- in één oogopslag
- welke Tests moet ik aanvragen Om mijn klinische Dx te bevestigen? Bovendien, welke follow-up tests kunnen nuttig zijn?
- Welke Laboratoriumresultaten Zijn Absoluut Bevestigend?
- welke Tests moet ik aanvragen Om mijn klinische Dx te bevestigen? Bovendien, welke follow-up tests kunnen nuttig zijn?
- zijn er factoren die de labresultaten kunnen beïnvloeden? Neemt uw patiënt in het bijzonder medicijnen – OTC – medicijnen of kruiden-die de labresultaten kunnen beïnvloeden?
in één oogopslag
hemolytisch-uremisch syndroom (HUS) is een klinisch syndroom dat wordt gekarakteriseerd door de triade van trombocytopenie, microangiopathische hemolytische anemie (MAHA) en acuut nierfalen. Deze zeldzame, levensbedreigende ziekte treft voornamelijk kinderen, meestal jonger dan vijf jaar oud, en wordt beschouwd als de meest voorkomende oorzaak van plotseling kortdurend acuut nierfalen bij kinderen.
hoewel de presentatie van HUS divers is, is het typische initiële symptoom een episode van bloederige diarree veroorzaakt door Shigatoxineproducerende E. coli (serotype O157: H7) meestal verworven als een door voedsel overgedragen ziekte. De klassieke presentatie van deze medische noodsituatiestoornis ontwikkelt zich gewoonlijk binnen 1 week (waaier 1-10 dagen) en kan een scherpe chirurgische buik, zoals scherpe appendicitis of colitis ulcerosa nabootsen alvorens de gemeenschappelijke triade zich een paar dagen later ontwikkelt.Klinisch is er een grote overeenkomst tussen HUS en trombotische trombocytopenische purpura (TTP). Nierbetrokkenheid is een van de prominente bevindingen in HUS met symptomen variërend van milde hematurie en proteïnurie tot ernstig nierfalen. Neurologische bevindingen, omgekeerd, zijn minder belangrijk in dit syndroom, en symptomen, zoals prikkelbaarheid, epileptische aanvallen of veranderde mentale toestand, kunnen zich ontwikkelen in minder dan een derde van de gevallen.

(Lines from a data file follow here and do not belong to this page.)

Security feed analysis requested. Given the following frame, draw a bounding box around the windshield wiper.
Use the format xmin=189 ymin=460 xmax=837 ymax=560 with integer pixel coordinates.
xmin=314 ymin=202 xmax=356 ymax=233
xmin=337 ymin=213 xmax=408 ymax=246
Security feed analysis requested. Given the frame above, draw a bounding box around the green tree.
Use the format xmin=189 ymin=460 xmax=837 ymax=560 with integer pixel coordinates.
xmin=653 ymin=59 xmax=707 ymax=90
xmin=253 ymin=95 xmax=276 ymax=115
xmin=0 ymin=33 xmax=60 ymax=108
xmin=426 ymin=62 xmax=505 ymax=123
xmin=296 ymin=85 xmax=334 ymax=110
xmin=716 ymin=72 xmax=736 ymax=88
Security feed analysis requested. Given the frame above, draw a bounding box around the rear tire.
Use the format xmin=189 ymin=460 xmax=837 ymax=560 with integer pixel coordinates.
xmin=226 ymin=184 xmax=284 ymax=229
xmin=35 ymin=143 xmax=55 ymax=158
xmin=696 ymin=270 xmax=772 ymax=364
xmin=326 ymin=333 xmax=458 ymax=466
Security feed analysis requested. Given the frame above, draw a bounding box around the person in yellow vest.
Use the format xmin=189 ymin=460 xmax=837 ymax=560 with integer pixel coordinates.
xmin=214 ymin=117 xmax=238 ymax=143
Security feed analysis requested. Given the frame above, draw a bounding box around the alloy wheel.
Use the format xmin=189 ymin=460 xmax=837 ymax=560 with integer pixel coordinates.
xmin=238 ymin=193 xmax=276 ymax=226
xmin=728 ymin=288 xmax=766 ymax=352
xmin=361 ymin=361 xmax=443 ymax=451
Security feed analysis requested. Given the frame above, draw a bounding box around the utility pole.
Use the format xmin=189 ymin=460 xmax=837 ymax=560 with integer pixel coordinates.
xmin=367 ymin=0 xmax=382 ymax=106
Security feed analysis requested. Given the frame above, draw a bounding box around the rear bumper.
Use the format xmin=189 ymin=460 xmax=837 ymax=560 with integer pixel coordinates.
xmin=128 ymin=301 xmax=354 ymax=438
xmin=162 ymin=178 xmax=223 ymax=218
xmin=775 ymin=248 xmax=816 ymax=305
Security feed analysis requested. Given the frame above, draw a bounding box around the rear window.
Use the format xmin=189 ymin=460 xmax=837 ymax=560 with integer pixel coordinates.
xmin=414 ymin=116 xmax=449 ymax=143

welke Tests moet ik aanvragen Om mijn klinische Dx te bevestigen? Bovendien, welke follow-up tests kunnen nuttig zijn?
HUS is voornamelijk een klinische diagnosestoornis met karakteristieke laboratoriumbevindingen. Het hemoglobinegehalte is meestal minder dan 8g / dL met een negatieve Coomb-test en verhoogde reticulocytentelling. Trombocytopenie is vaak licht tot matig (gemiddeld 60 x 103/microL). Een matige leukocytose kan aanwezig zijn maar komt zelden boven 20 x 103/microL.
de aanwezigheid van schistocyten en helmcellen op het perifere bloeduitstrijkje wordt beschouwd als een van de significante bevindingen bij HUS. Gigantische bloedplaatjes kunnen ook worden gezien op de perifere uitstrijkje.
een lichte toename van indirecte bilirubinespiegels met duidelijk verhoogde lactaatdehydrogenase (LDH) samen met zeer lage tot niet-detecteerbare haptoglobinespiegels weerspiegelt intravasculaire hemolyse, die zich over een periode van enkele weken kan herhalen.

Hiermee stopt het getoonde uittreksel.